In the late 1960s, I marched down Pennsylvania Avenue against the war in Vietnam. The other day I marched down the same route against abortion, accompanied by a friend who had also been active in the antiwar movement. We couldn’t help wondering, “Where are all the others? Why did so many of them drop off the route when the war ended? Why do so many now support abortion?” We thought that most people in the antiwar movement shared a conviction that life is a great good, that we should, as some of the peace signs declared, “Celebrate Life!” And where are the liberals? How can so many liberal politicians be against war, against capital punishment and for abortion? How can they be concerned about poverty and neglect and child abuse after birth, yet accept what someone called “the ultimate child abuse” of abortion?

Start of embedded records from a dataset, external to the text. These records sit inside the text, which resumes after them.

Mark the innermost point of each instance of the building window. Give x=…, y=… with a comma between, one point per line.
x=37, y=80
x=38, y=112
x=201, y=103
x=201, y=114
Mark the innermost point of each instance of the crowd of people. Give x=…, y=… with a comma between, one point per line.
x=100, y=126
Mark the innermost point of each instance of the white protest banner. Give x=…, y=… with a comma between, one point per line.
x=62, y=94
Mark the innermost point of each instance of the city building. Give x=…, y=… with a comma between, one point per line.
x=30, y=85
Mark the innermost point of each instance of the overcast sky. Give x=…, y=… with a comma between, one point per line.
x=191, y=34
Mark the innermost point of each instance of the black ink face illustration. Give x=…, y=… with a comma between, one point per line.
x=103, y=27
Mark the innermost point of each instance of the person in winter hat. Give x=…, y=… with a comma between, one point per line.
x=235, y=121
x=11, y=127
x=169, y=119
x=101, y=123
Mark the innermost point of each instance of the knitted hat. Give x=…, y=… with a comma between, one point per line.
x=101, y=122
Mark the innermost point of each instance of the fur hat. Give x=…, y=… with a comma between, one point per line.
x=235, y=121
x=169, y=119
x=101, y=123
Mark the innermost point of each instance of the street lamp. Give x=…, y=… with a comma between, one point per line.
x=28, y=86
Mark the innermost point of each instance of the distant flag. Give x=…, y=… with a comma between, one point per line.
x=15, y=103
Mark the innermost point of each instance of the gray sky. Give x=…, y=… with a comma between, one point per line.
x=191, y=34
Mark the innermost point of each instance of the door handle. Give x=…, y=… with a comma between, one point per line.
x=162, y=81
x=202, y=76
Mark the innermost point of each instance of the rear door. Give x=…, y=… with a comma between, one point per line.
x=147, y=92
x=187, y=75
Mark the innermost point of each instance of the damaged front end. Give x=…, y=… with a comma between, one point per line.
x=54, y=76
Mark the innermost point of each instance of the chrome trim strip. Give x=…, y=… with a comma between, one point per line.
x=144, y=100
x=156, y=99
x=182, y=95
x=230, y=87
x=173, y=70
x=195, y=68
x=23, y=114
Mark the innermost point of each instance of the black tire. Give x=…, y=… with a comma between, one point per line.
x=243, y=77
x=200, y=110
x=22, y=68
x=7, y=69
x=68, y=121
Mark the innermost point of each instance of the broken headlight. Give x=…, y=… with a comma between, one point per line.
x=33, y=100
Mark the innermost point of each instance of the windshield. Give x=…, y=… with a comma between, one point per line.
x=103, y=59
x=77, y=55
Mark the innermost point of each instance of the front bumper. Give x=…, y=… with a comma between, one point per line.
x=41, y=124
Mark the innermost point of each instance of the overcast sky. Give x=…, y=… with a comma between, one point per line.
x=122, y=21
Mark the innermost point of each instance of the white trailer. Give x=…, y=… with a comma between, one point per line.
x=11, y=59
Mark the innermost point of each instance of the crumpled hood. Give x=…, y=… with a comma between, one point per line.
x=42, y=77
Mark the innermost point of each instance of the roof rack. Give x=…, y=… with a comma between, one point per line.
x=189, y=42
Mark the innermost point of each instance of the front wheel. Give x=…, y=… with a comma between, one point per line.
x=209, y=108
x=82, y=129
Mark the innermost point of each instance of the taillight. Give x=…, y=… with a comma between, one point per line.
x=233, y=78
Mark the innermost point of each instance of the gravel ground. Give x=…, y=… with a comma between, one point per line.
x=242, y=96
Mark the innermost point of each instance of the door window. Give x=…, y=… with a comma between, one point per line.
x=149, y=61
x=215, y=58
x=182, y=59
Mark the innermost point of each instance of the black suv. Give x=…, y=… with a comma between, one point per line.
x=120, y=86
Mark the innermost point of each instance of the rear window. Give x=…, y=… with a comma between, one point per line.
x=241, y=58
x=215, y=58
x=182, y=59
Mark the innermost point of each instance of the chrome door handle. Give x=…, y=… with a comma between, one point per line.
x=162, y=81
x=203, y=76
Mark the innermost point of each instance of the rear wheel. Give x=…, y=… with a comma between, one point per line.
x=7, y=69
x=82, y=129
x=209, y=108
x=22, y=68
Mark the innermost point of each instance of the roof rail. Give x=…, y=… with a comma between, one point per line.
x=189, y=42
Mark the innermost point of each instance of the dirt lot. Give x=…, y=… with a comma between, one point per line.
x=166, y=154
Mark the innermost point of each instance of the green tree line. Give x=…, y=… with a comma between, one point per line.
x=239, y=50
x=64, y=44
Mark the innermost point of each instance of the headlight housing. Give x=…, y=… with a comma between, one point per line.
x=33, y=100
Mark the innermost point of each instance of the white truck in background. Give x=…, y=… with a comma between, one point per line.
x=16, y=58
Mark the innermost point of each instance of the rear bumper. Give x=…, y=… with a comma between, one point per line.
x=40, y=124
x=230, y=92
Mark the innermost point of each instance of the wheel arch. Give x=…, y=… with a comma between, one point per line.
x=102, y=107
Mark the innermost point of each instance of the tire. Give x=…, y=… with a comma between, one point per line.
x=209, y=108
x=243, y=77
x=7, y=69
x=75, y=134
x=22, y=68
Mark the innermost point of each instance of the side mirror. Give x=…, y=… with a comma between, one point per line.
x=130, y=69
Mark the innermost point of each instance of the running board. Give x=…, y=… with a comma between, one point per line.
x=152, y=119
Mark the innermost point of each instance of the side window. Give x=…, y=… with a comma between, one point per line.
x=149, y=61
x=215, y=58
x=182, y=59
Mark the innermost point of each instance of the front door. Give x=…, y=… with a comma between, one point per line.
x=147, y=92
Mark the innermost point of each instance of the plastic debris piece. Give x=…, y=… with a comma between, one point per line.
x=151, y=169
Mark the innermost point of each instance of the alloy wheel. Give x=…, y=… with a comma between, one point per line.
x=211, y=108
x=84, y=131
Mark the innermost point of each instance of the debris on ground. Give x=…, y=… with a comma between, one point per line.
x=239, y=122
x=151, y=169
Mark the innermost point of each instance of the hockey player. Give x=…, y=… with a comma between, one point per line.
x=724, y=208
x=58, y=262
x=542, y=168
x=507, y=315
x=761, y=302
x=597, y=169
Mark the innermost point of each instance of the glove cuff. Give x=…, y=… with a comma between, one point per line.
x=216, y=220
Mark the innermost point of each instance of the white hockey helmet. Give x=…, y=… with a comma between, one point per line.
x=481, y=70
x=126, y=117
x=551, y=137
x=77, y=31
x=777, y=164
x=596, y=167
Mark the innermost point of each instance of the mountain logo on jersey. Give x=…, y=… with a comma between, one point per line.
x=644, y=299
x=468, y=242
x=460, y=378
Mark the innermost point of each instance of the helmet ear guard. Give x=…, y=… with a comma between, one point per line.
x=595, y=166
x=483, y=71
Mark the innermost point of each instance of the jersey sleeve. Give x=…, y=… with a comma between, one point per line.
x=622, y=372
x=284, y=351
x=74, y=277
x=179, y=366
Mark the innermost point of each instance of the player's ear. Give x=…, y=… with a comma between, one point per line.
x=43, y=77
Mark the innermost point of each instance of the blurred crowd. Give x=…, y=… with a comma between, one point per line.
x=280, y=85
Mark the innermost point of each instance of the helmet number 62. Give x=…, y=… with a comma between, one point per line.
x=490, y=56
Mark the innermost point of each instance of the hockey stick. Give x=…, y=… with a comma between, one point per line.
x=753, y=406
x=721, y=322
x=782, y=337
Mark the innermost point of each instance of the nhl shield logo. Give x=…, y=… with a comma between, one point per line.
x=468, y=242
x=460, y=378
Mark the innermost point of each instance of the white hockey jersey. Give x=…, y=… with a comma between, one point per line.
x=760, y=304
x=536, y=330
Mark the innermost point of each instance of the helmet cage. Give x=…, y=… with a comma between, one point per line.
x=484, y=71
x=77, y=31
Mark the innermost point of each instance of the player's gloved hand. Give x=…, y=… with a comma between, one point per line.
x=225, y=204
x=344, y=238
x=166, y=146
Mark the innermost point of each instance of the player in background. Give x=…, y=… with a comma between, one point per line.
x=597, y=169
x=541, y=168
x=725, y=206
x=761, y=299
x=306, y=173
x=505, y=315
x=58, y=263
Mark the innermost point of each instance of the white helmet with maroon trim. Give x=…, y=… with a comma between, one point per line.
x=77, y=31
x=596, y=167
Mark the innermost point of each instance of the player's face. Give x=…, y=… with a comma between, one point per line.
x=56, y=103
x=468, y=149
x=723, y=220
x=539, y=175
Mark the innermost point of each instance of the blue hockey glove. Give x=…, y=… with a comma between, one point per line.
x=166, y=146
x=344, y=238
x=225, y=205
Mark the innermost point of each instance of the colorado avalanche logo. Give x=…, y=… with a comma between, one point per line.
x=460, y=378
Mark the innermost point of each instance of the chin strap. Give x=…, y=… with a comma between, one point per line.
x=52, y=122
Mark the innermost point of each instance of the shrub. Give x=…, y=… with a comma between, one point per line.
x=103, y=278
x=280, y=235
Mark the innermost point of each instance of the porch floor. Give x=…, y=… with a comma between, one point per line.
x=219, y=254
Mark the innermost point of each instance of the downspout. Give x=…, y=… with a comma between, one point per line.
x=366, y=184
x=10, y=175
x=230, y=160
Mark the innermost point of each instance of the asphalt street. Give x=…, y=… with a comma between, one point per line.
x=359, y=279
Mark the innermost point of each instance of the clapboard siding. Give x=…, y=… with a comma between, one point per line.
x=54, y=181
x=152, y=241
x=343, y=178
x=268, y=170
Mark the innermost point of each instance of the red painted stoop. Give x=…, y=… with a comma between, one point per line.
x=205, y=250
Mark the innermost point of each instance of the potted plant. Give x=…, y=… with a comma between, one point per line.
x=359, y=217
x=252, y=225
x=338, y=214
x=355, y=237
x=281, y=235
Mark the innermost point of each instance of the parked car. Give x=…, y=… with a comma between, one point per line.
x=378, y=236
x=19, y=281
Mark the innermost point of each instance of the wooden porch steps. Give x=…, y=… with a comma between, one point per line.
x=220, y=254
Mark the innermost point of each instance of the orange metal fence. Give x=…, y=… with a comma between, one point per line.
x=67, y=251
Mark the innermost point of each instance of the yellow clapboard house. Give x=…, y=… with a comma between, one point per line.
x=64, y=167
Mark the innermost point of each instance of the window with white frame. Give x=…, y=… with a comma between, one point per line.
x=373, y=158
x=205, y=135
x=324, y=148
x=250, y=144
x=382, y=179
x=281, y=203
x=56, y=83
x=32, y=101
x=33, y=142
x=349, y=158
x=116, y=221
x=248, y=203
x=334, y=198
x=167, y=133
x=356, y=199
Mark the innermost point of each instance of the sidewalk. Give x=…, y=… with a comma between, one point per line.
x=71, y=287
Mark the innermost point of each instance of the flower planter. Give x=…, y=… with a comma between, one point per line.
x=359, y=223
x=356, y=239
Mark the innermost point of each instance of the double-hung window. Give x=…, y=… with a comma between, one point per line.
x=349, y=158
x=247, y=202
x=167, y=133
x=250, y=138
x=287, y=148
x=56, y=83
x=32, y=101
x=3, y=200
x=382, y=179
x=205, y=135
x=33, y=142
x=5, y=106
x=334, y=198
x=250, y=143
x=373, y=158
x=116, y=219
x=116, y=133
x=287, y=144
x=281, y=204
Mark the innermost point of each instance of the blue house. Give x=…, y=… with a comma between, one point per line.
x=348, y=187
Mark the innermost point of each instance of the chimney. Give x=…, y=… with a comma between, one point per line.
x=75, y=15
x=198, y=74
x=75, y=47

Here’s former Oregon senator Mark Hatfield with a brief yet powerful critique of the relationship between abortion and materialism:

To believe that a reversal of Roe v. Wade will end abortion is to ignore what drives the abortion decision: materialism. Materialism makes the decision for the poor mother who can’t make ends meet, and it makes the decision for the young mother who must choose between her future independence and a child. When things are more important than people, you end up with a society that will do little to help the mother or welcome the baby. This same society turns its back on the homeless and the drug-addicted and the mentally disturbed and the poor foreigner. Abortion is the ugly byproduct of a throwaway society where human life is depreciated each day by the arms race, the success race and the mad dash toward the electric chair.

Then there was famed civil libertarian and writer, Nat Hentoff, on the “Indivisible Fight for Life”:

I suppose in some respects I’m regarded as a “liberal,” although I often stray from that category, and certainly a civil libertarian – though the ACLU and I are in profound disagreement on the matters of abortion, handicapped infants and euthanasia, because I think they have forsaken basic civil liberties in dealing with these issues. I’m considered a liberal except for that unaccountable heresy of recent years that has to do with pro-life matters.

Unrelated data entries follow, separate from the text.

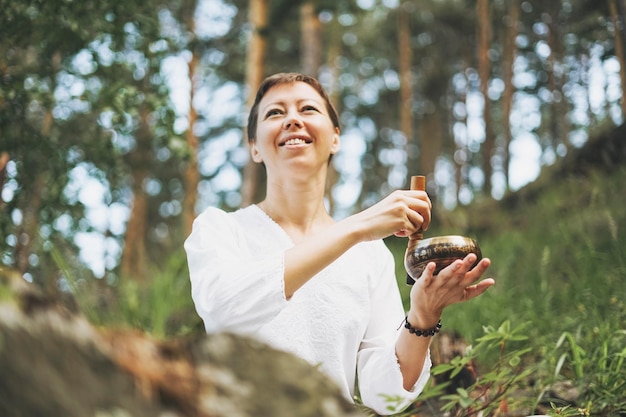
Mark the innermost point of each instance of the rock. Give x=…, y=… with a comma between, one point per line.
x=53, y=362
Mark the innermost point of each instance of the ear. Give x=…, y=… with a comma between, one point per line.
x=334, y=148
x=255, y=154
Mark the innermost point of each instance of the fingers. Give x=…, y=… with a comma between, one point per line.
x=454, y=283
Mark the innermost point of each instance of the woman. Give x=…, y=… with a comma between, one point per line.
x=285, y=271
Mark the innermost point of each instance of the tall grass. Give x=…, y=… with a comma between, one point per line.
x=559, y=260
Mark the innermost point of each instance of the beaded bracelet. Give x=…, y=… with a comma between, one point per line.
x=426, y=333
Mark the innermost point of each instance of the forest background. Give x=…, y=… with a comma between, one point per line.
x=121, y=121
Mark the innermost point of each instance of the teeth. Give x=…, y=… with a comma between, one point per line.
x=295, y=141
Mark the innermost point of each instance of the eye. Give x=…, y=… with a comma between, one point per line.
x=273, y=112
x=309, y=107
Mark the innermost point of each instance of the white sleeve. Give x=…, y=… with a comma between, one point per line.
x=380, y=379
x=233, y=289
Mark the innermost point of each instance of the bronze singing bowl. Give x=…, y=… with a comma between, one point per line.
x=443, y=250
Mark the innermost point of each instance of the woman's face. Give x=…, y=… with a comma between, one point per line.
x=294, y=130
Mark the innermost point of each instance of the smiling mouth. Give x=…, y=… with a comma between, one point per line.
x=295, y=141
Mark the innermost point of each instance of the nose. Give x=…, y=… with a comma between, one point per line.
x=292, y=121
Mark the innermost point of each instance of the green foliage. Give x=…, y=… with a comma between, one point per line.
x=161, y=307
x=557, y=311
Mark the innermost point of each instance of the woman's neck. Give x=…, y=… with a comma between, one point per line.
x=299, y=210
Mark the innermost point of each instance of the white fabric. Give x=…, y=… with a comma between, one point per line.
x=344, y=319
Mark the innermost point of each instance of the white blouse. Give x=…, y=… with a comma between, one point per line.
x=345, y=319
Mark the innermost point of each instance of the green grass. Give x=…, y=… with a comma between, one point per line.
x=559, y=259
x=557, y=311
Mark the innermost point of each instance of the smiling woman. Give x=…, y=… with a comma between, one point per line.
x=286, y=272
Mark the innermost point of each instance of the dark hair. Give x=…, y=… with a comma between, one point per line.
x=286, y=78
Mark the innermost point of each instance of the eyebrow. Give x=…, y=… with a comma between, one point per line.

It’s all the more unaccountable to a lot of people because I remain an atheist, a Jewish atheist. (That’s a special branch of the division.) I think the question I’m most often asked from both sides is, “How do you presume to have this kind of moral conception without a belief in God?” And the answer is, “It’s harder.” But it’s not impossible.

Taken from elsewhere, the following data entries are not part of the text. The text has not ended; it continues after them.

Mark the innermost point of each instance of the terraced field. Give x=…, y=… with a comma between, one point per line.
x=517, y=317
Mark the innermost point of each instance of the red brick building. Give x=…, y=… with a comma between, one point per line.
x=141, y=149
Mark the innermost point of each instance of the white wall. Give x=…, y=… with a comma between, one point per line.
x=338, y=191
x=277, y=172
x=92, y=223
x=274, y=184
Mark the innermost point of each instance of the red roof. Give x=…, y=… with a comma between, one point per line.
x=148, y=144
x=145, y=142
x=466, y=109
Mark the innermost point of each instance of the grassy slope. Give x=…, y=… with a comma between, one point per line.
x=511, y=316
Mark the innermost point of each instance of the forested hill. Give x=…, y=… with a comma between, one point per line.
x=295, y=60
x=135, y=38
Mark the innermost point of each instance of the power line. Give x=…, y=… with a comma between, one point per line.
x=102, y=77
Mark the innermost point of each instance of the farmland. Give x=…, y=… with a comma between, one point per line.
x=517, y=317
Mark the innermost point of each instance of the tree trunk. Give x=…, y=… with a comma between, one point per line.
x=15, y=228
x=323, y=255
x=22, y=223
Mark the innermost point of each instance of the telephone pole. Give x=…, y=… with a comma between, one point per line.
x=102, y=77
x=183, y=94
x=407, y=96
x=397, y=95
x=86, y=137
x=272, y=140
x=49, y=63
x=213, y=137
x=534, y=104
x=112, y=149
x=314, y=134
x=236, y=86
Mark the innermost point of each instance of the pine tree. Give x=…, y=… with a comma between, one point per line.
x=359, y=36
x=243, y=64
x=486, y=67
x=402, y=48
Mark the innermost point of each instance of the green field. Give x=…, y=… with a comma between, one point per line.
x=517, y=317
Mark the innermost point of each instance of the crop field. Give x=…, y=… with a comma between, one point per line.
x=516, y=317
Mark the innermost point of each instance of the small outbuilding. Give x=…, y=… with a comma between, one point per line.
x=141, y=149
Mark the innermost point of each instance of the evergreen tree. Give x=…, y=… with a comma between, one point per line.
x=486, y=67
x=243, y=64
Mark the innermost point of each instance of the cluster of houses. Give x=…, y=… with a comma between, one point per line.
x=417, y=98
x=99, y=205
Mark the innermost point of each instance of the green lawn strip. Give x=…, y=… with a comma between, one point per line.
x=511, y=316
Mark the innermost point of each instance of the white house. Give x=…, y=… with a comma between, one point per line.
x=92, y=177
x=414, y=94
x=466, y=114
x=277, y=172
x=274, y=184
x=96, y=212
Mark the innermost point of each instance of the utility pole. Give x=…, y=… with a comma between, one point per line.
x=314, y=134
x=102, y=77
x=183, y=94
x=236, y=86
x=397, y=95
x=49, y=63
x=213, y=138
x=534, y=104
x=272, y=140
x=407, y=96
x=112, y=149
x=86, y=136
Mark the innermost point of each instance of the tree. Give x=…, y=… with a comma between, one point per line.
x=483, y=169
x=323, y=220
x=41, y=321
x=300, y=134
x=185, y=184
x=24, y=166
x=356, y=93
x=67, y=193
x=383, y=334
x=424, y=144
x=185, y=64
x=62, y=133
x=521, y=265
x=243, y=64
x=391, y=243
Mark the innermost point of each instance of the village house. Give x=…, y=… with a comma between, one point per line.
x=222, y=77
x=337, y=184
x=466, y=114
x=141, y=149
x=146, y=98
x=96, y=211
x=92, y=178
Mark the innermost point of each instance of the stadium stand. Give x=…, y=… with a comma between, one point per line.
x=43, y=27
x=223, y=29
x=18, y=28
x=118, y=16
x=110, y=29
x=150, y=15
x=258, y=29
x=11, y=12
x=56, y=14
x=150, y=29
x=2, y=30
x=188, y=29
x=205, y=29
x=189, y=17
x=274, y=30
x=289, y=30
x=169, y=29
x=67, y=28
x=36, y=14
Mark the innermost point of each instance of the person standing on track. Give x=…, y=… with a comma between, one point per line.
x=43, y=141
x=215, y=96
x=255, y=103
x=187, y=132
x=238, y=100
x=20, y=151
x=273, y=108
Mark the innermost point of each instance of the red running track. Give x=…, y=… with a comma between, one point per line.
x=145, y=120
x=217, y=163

Then there’s Jesse Jackson, who was pro-life before be was pro-choice, agreeing with Hatfield’s materialism argument:

Politicians argue for abortion largely because they do not want to spend the necessary money to feed, clothe and educate more people. Here arguments for in-convenience and economic savings take precedence over arguments for human value and human life. I read recently where a politician from New York was justifying abortion because they had prevented 10,000 welfare babies from being born and saved the state $15 million. In my mind serious moral questions arise when politicians are willing to pay welfare mothers between $300 to $1000 to have an abortion, but will not pay $30 for a hot school lunch program to the already born children of these same mothers.

With the confirmation of new Supreme Court justice Amy Coney Barrett, all Roe-concerned eyes are cast upon the Court with either highest or lowest expectations. Will the 6-3 conservative majority overturn the longstanding precedent or will the court let Roe stand overall whilst chipping away some of its edges over time? Will the majority itself moderate over time until, as a friend mused, “Ten years from now Conservatives will be saying, what happened? I thought this was supposed to be our answer.”

It is possible Roe will be overturned at the docket’s first light throwing the legality and availability of abortion back on state legislation, potentially setting off new decades of court challenges. Then there is the possibility that, despite nearly half-a-century of campaigning for Republican presidents, getting justices appointed to the Supreme Court was a flawed strategy all along.